Rapaport Magazine
Legacy

100 Years of Jewelry

By Phyllis Schiller

5.05-carat Kazanjian red diamond, currently on display at the American Museum of Natural History in New York City. Photograph by Tino Hammid, Los Angeles.
Kazanjian Beverly Hills has built its reputation as a buyer of important gemstones and estate jewelry over the course of four generations. As the family celebrates its 100th year in the jewelry business, Rapaport Magazine spoke with company chairman Michael Kazanjian about the changes he’s seen in the estate jewelry business.

Rapaport Magazine: 100 years in the jewelry business is impressive — how has the company evolved?
Michael Kazanjian: My grandfather, Charles Kazanjian, was a goldsmith and coppersmith, working in Turkey. Around 1913, the family decided to emigrate to America. Along the way, they went through Paris, where my uncle Harry was refused passage on the boat to America because of an eye infection. He had to remain in Paris and lived with an uncle who was a gem cutter, and that’s where the family continued its involvement with jewelry. My uncle began cutting stones for firms like Mauboussin, Boucheron and Cartier, and by the time he came to America, he was an accomplished stone cutter. He and my father, James, started the business in Springfield, Massachusetts, in 1918. They came out to California in 1928 and we’ve been here ever since.
   In the 1960s, my brother Stanley and I joined the business. When we came into the company, we brought an interest in diamonds and manufacturing, and later on, the acquisition of private collections and estates. My son Douglas is the current CEO (chief executive officer). People often ask us, “How can you have a family business that survives?” My answer is that for a business to survive, it has to be redesigned around the people who are going to be running it. At some point, the patriarch has to turn the reins over to the generation that is going to follow. A family business can survive if it puts family first and allows the next generation to redefine and reexamine the business so that it continues to grow. And I think we’ve done that pretty successfully.

RM: How has the estate jewelry business changed over the decades since you began buying private collections?
MK: I think there’s more of an interest today than there has been at any other time in the past.

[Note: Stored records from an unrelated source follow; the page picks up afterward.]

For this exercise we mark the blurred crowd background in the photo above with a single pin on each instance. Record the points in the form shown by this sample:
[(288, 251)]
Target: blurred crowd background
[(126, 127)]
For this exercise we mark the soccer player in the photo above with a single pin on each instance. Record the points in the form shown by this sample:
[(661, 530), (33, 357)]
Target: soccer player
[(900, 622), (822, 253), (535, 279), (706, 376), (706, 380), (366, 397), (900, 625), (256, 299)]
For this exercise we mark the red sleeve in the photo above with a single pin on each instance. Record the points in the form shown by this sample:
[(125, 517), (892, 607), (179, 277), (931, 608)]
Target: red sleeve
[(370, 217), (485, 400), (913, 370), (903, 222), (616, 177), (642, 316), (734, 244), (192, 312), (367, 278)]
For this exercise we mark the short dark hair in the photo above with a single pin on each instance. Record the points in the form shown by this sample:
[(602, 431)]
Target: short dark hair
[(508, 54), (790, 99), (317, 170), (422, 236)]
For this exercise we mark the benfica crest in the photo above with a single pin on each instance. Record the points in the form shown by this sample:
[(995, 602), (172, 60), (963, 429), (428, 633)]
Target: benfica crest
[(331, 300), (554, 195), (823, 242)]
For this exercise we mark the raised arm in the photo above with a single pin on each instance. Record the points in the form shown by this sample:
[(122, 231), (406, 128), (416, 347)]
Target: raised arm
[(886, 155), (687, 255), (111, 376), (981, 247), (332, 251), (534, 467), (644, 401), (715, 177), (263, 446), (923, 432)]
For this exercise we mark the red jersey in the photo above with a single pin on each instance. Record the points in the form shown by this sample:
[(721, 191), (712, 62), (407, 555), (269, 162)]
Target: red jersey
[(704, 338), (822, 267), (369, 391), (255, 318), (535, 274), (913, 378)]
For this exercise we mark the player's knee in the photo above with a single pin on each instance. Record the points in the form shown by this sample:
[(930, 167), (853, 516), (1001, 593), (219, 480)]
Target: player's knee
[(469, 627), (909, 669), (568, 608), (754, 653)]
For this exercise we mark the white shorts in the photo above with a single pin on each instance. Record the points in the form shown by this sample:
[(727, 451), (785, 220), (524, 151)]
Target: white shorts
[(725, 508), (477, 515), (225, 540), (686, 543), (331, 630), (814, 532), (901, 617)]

And many of the retailers we do business with are putting estate jewelry sections in their stores so they can give their clients an alternative to buying a signature designer piece made today.
   In other parts of the world, jewelry is purchased as much for the pride of having it within the family as for a source of value or investment. The turnover of estate jewelry in parts of Asia or even Europe is minimal compared to the way it turns over in the United States. So the whole world ultimately shops here, which makes the American estate market a very wonderful place.

RM: The Kazanjian Foundation has been associated with some impressive estate pieces. What is the idea behind this?
MK: My father sold some of the very large stones he had found around the world and used the money to support various charitable causes, such as The Gemological Institute of America and the Children’s Hospital of Los Angeles. When he died in 1988, we decided to make a donation to the foundation of a collection we had been accumulating for many years of estate pieces that had been owned by celebrities — Clark Gable, Joan Collins, Madonna, to name a few — and created the Jewels for Charity Hollywood Collection. Donors get the highest write-off the law provides for the jewels they donate. If someone donates a $20,000 pin, when it’s sold, $20,000 goes to charity. The Jewels for Charity Hollywood Collection tours around the country to fine jewelry stores and galleries that wish to do an event for a particular cause. As pieces get sold, the charity gets the benefit and it’s something that jewelers can use to attract people to their stores. It works very well for everybody.

RM: Do you think consumers are more interested in estate jewelry and is it making it more difficult to source prime pieces?
MK: The economic crisis in this country has stimulated the estate market and made it more active than it might have been had we been in the same kind of rising times we enjoyed previously. Jewelry is a convertible asset. More and more people are looking at jewels for the value they represent over and above artistic and emotional qualities. There are more people chasing the finer pieces. And this has added a premium to the signed jewels and they are harder to find.

RM: What are the types of collections that you go after and how do you find them?
MK: One-of-a-kind jewelry with important stones is always desirable, but those pieces are in short supply. We work with banks, attorneys and stores around the world that take in estate collections. We give them an alternative to the auction process by writing a check for x dollars as opposed to the auction house that offers to sell it for between x and y dollars. The auction houses have done a wonderful job of creating an appetite and a facility for marketing great jewelry. We’re an alternative that we think works as well or better.
   There are always pieces that heads of countries and celebrities own that we would certainly dream to have. But we have to wait for the proper introduction and the proper time to have an opportunity to make a bid. That’s how we got our great red diamond, through a private family who was referred to us. You don’t know until it happens if something wonderful is going to walk through the door. For us, it’s a treasure hunt. Where originally, we would go to the mines and acquire the rough stones, today we “mine” for jewels in the estate jewelry arena.